In terms of the distillation process, Fettercairn has a fairly ideal location, being located right next to one of the highest mountain ranges in Scotland. This ensures that the distillery has year-round access to the extremely fine water accumulating from rainfall and snow melt in the springs and lochs of the mountains, from which Fettercairn draws the water used in its distillation process. The distillery’s current production capacity stands at 1.6 million litres of pure alcohol a year.
The Pot Stills
Fettercairn uses four stills in the production of its whisky; two wash stills which have a capacity of 12,800 litres, and two spirit stills that also have a 12,800 litre capacity. Both the wash and spirit stills have a distinctive pear shape, with the base of the still having an extremely wide and rounded spherical lid and a gradually narrowing neck, which can be fitted with plates at different heights to alter the degree of distillation.
Additionally, the distillery uses an unconventional cooling process to lower the temperature of the spirit stills; cold water is simply run down the exterior of the stills.
Fettercairn used its own floor maltings until 1960, at which point it switched to sourcing their malt from an industrial site, the same as many other distilleries around that time. Fettercairn uses unpeated malt.
Fettercairn has an impressive fourteen dunnage warehouses on the distillery grounds, which have the capacity to house 32,000 casks of single malt. The distillery uses a mixture of sherry and American oak casks in its aging process.
Fettercairn is one of the oldest licensed distilleries in Scotland. It was founded in 1824 by Sir Alexander Ramsay, the owner of the estate on which the distillery is located. The distillery was originally named “Nethermill”, named after the converted mill building in which the distillery started operating. Sir Ramsay decided to found the distillery following the Customs and Excise Act of 1823, which drastically reduced the amount of taxation placed on whisky production.
The management of the distillery was placed in the hands of a Mr James Durie, who later acquired ownership of the distillery himself. Responsibility for the running of Fettercairn passed from generation to generation in the Durie family, with Mr Durie’s son, David Durie, taking on the distillery after his father passed away.

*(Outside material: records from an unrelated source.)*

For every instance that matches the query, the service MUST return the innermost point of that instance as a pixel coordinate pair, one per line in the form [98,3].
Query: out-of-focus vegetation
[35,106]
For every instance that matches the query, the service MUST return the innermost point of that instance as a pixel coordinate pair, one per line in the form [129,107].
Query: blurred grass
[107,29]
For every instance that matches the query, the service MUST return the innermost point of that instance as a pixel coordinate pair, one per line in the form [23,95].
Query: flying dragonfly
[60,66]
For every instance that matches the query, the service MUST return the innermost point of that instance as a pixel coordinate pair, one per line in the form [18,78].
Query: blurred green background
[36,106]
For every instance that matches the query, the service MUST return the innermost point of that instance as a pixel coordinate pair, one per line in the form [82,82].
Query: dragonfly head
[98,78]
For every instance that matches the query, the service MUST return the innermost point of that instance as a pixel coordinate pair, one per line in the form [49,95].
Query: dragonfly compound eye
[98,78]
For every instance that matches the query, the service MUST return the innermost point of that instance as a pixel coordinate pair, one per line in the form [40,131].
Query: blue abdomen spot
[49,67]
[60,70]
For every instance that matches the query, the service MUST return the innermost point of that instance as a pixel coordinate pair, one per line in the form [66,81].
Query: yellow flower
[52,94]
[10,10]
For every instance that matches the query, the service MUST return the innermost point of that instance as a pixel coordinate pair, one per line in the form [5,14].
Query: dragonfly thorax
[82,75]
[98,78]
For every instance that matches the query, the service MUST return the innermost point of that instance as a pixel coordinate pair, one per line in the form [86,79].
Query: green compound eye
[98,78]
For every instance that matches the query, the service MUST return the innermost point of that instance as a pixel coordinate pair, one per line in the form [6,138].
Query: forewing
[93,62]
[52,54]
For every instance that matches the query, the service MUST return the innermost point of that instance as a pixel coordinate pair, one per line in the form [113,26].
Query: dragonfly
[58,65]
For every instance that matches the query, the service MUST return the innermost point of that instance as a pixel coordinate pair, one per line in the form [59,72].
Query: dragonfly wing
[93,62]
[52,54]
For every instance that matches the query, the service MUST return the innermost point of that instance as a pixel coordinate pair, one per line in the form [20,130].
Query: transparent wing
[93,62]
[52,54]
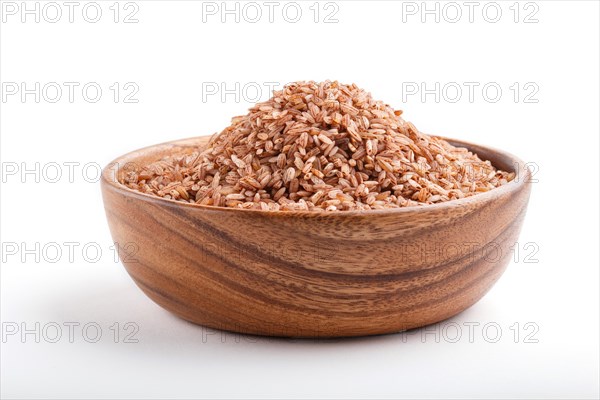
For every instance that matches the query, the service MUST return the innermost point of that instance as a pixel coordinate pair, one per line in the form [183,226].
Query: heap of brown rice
[319,146]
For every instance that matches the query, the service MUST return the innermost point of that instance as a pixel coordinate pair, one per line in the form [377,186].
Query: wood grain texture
[306,274]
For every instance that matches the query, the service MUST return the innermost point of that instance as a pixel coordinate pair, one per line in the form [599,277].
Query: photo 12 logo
[69,331]
[69,92]
[471,92]
[253,12]
[53,12]
[453,12]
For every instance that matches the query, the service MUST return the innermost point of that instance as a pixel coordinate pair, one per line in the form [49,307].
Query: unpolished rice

In 1887, a fire raged through the distillery, destroying the vast majority of the equipment. The distillery had to close for the next three years for a complete refurbishment in order for the distillery to return to the level of functioning capacity needed for production, which basically involved rebuilding the entire facility. After its triumphant re-opening in 1890, the next few decades were extremely quiet at Fettercairn, eventually resulting in the closure of the distillery in 1926. Fettercairn remained inactive until 1939, when it was acquired by Associated Scottish Distillers Ltd, a subsidy of the American-owned Train and McIntyre. Production resumed immediately under the new ownership, and Fettercairn enjoyed the next few decades in a state of quiet productivity. During the 1960s the distillery experienced a boom in production, and the number of stills was expanded from two to four, raising Fettercairn’s capacity to its modern-day level. The 1970s proved a tumultuous decade for the distillery, with it changing hands multiple times as a result of various corporate mergers, eventually falling into the possession of Whyte & MacKay. During this time, Fettercairn remained one of the only active distilleries in the Eastern Highlands, many of its peers having closed due to the harsh economic climate of the 1980s.

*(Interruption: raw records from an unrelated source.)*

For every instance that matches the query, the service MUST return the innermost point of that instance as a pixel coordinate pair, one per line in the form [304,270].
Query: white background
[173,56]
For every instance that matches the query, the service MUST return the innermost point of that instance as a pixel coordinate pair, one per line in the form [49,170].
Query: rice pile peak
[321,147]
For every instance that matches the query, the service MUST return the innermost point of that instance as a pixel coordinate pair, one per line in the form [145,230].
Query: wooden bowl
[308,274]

Most recently, the history of the distillery took another turn when Whyte & MacKay were bought out by the Indian business tycoon Vijay Mallya. In the wake of the 2008 credit crunch, Mallya decided that the brand would be more successful if it marketed itself as more “luxurious”, leading to the introduction of a 24 year old, 30-year old and 40-year old series to the Fettercairn bottling portfolio.
Fettercairn’s visitor centre was opened in 1989, and offers the opportunity to tour the distillery.